Tulane Hillel, Innovative Evaluative Initiative, New Orleans, LA
Targum Shlishi is helping to support new evaluative methods to gather data on student participation and degree of engagement launched by Tulane Hillel. The systematic approach is a significant change from the organization’s previous method, which relied on subjective observations by staff and anecdotal evidence, and will ultimately help the organization better serve the Jewish student body. To develop the new quantitative data gathering system to evaluate student participation, Tulane Hillel partnered with Kevin Wilkins, founder and managing director of trepwise™, a company that helps entrepreneurs achieve sustainable growth. The evaluative process—which includes data capture, data management, and data analysis, is viewed as essential to help Hillel achieve its goal of engaging the full Jewish student body at Tulane.
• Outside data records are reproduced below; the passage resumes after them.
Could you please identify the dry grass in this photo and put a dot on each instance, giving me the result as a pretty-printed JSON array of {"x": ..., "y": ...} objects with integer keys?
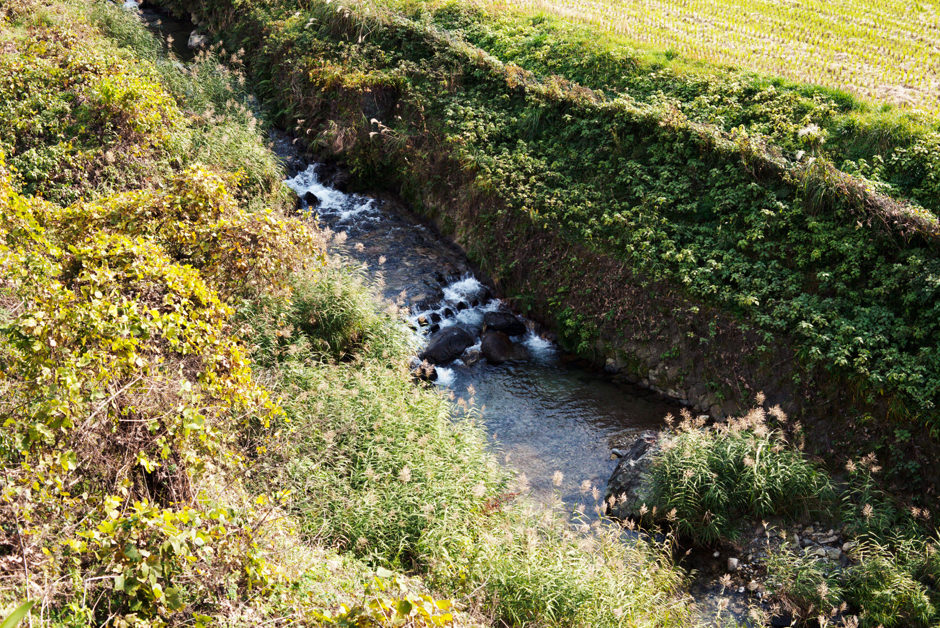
[{"x": 887, "y": 50}]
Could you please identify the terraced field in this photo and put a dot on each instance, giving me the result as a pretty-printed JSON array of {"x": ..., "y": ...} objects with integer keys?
[{"x": 887, "y": 50}]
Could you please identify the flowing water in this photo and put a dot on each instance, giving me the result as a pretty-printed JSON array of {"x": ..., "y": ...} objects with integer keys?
[
  {"x": 552, "y": 420},
  {"x": 543, "y": 415}
]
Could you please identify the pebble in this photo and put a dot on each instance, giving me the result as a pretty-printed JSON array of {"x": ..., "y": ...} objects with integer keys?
[{"x": 817, "y": 551}]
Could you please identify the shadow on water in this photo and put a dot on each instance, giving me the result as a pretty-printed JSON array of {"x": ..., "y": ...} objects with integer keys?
[{"x": 542, "y": 414}]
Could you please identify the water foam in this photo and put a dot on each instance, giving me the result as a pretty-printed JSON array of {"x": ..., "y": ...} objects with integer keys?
[
  {"x": 331, "y": 199},
  {"x": 463, "y": 289},
  {"x": 445, "y": 376}
]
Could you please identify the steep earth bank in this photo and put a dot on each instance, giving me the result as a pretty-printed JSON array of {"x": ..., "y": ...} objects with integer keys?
[{"x": 608, "y": 306}]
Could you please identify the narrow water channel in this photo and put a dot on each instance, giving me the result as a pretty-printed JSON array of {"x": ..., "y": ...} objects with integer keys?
[
  {"x": 543, "y": 414},
  {"x": 551, "y": 419}
]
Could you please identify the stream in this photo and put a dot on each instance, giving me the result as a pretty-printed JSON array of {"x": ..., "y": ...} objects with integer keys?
[
  {"x": 543, "y": 413},
  {"x": 548, "y": 415}
]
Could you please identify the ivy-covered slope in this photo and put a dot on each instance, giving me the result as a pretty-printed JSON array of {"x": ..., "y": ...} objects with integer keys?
[
  {"x": 841, "y": 269},
  {"x": 207, "y": 420}
]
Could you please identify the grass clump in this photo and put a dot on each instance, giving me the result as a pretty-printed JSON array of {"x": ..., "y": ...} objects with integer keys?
[
  {"x": 380, "y": 468},
  {"x": 206, "y": 424},
  {"x": 709, "y": 480},
  {"x": 763, "y": 218}
]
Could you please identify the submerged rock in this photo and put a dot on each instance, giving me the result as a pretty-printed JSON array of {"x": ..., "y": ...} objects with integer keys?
[
  {"x": 629, "y": 485},
  {"x": 498, "y": 348},
  {"x": 311, "y": 200},
  {"x": 505, "y": 322},
  {"x": 425, "y": 372},
  {"x": 447, "y": 345},
  {"x": 197, "y": 40}
]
Tulane Hillel’s ultimate goal is to work towards one hundred percent participation and provide a range of diverse and dynamic opportunities for the students.
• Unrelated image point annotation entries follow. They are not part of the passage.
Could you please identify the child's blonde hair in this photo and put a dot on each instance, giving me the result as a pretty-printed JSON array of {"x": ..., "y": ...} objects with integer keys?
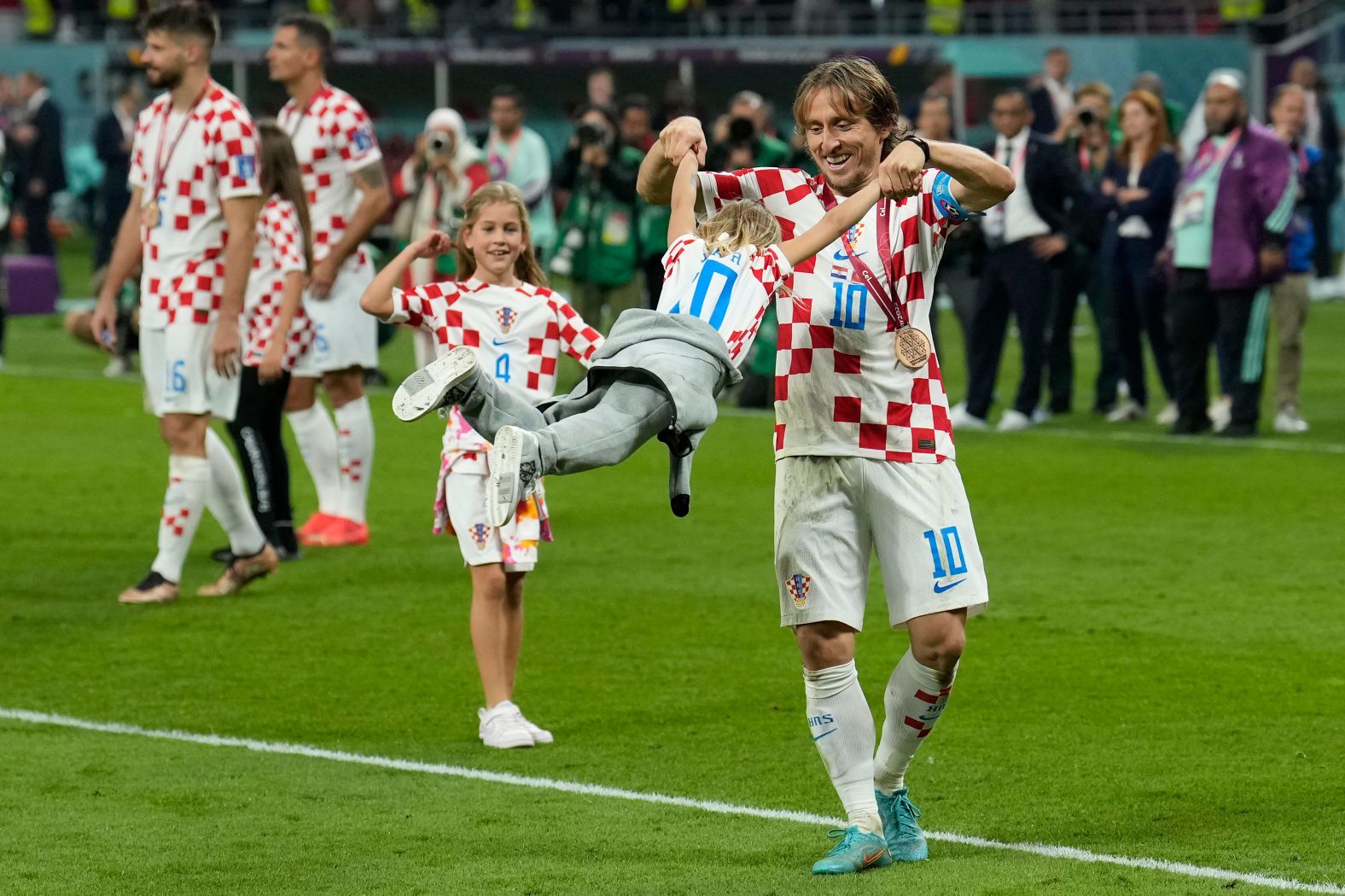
[
  {"x": 736, "y": 225},
  {"x": 527, "y": 266}
]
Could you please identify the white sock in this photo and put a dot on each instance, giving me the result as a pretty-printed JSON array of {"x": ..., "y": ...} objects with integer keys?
[
  {"x": 189, "y": 478},
  {"x": 228, "y": 499},
  {"x": 355, "y": 450},
  {"x": 915, "y": 700},
  {"x": 842, "y": 728},
  {"x": 317, "y": 438}
]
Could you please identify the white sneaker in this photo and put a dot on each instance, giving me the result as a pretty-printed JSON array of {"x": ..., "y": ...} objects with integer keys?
[
  {"x": 961, "y": 419},
  {"x": 1126, "y": 410},
  {"x": 502, "y": 725},
  {"x": 1288, "y": 420},
  {"x": 515, "y": 464},
  {"x": 539, "y": 735},
  {"x": 437, "y": 384},
  {"x": 1221, "y": 412}
]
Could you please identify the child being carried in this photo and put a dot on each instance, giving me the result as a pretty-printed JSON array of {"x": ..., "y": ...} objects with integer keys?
[{"x": 658, "y": 373}]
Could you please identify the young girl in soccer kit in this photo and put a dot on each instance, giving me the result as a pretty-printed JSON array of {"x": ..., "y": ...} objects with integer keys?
[
  {"x": 275, "y": 333},
  {"x": 660, "y": 371},
  {"x": 502, "y": 310}
]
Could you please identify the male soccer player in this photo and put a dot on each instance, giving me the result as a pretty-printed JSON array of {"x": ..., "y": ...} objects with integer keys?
[
  {"x": 347, "y": 195},
  {"x": 194, "y": 201},
  {"x": 864, "y": 447}
]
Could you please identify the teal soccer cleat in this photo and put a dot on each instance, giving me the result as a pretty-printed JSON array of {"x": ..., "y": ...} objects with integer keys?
[
  {"x": 900, "y": 826},
  {"x": 857, "y": 851}
]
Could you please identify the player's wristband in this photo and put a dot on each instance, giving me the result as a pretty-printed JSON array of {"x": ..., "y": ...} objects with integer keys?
[{"x": 920, "y": 143}]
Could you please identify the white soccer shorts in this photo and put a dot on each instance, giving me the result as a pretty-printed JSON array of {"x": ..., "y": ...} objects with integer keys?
[
  {"x": 343, "y": 334},
  {"x": 179, "y": 371},
  {"x": 479, "y": 541},
  {"x": 833, "y": 513}
]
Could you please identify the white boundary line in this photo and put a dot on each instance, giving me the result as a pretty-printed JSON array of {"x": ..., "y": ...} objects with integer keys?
[{"x": 663, "y": 800}]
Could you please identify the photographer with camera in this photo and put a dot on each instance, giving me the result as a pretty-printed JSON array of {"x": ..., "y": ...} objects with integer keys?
[
  {"x": 599, "y": 244},
  {"x": 742, "y": 140},
  {"x": 434, "y": 187}
]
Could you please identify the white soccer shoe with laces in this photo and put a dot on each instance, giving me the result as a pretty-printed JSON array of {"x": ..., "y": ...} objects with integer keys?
[
  {"x": 444, "y": 381},
  {"x": 504, "y": 727},
  {"x": 515, "y": 467}
]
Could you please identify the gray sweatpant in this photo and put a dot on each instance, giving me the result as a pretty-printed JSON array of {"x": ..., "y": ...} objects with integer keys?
[{"x": 599, "y": 428}]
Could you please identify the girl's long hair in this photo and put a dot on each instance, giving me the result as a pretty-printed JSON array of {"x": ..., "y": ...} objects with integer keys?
[
  {"x": 527, "y": 266},
  {"x": 736, "y": 225},
  {"x": 280, "y": 177},
  {"x": 1161, "y": 137}
]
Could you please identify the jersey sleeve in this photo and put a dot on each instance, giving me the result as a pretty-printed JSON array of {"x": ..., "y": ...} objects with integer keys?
[
  {"x": 678, "y": 251},
  {"x": 352, "y": 135},
  {"x": 235, "y": 152},
  {"x": 577, "y": 340},
  {"x": 771, "y": 268},
  {"x": 280, "y": 224},
  {"x": 139, "y": 174},
  {"x": 424, "y": 307},
  {"x": 777, "y": 189}
]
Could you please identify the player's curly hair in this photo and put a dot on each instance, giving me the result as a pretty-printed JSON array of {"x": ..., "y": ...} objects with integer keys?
[
  {"x": 863, "y": 91},
  {"x": 527, "y": 268},
  {"x": 736, "y": 225}
]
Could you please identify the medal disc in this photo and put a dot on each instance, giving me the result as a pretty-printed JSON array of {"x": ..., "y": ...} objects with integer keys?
[{"x": 912, "y": 347}]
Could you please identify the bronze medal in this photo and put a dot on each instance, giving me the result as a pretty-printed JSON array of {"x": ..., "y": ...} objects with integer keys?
[{"x": 912, "y": 347}]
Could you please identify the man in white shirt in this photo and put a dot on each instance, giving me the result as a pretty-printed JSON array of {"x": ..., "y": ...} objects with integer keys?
[{"x": 1024, "y": 237}]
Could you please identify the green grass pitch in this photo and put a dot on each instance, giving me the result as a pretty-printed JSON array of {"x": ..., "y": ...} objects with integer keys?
[{"x": 1160, "y": 674}]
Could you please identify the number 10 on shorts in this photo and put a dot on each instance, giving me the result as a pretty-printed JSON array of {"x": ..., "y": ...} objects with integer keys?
[{"x": 952, "y": 561}]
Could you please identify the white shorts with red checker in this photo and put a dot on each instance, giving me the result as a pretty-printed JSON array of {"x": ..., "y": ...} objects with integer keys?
[
  {"x": 481, "y": 544},
  {"x": 343, "y": 334},
  {"x": 179, "y": 371},
  {"x": 833, "y": 513}
]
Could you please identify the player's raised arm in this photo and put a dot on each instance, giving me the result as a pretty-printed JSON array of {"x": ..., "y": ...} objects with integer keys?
[
  {"x": 660, "y": 167},
  {"x": 833, "y": 224},
  {"x": 378, "y": 296},
  {"x": 684, "y": 196}
]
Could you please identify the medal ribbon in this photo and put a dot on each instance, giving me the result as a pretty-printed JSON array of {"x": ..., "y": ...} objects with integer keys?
[{"x": 160, "y": 161}]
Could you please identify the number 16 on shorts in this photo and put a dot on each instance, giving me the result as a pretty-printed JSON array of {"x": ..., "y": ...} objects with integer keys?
[{"x": 946, "y": 550}]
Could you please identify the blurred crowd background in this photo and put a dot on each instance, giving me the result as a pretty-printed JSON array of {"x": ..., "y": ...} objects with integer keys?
[{"x": 1115, "y": 89}]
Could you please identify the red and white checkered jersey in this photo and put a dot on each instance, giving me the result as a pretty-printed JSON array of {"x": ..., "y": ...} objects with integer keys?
[
  {"x": 215, "y": 159},
  {"x": 333, "y": 137},
  {"x": 728, "y": 292},
  {"x": 279, "y": 252},
  {"x": 838, "y": 387},
  {"x": 516, "y": 331}
]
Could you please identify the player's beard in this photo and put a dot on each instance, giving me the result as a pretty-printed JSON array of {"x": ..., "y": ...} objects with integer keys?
[{"x": 163, "y": 79}]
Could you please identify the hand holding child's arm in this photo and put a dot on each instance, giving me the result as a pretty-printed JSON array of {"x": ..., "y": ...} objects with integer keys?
[
  {"x": 833, "y": 224},
  {"x": 378, "y": 298},
  {"x": 684, "y": 196}
]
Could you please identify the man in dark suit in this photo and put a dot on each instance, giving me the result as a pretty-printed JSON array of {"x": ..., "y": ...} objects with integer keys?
[
  {"x": 112, "y": 142},
  {"x": 1322, "y": 131},
  {"x": 1025, "y": 238},
  {"x": 1052, "y": 97},
  {"x": 42, "y": 168}
]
Center for the Advancement of Jewish Education (CAJE), Miami Jewish Film Festival, Miami, FL
Each year for the past several years, Targum Shlishi has sponsored a film on a subject related to the Holocaust for the Miami Jewish Film Festival. The festival showcases national and international Jewish-interest films.
Targum Shlishi, Rabbi Dr. Irving (Yitz) Greenberg website, Miami, FL
Targum Shlishi has launched a website dedicated to the work of Rabbi Dr. Irving (Yitz) Greenberg, a leading modern Orthodox rabbi. The core of the website is an online archive of audio lectures that Rabbi Greenberg has delivered over the course of his fifty-plus-year career, complemented by selected video and text lectures. Other sections of the website provide background information, a list of the many leading organizations he helped establish, and introduce Rabbi Greenberg’s writing – books, scholarly articles, monographs, short articles, and more. The website provides a valuable resource for both those familiar with Rabbi Greenberg’s work and a new generation that may not know of him. Much of the material that has been digitized for this website would otherwise be inaccessible to a broad audience, including the large selection of audio lectures from the 1970s on and many out-of-print monographs.
Rabbi Greenberg is the founding president emeritus of Clal – The National Jewish Center for Learning and Leadership. He is also president emeritus of Jewish Life Network/Steinhardt Foundation (JLN). Among the initiatives in which Greenberg had a major role were the creation of Birthright Israel, the Partnership for Excellence in Jewish Education (PEJE), and MAKOR. He is a leading thinker whose original work and courageous example has served the Jewish people through his mentoring of many leading thinkers and activists, the organizations and schools he has created and led, his university teaching, his role as a congregational rabbi, and his writings. The website is one way to share his teachings with a wider world.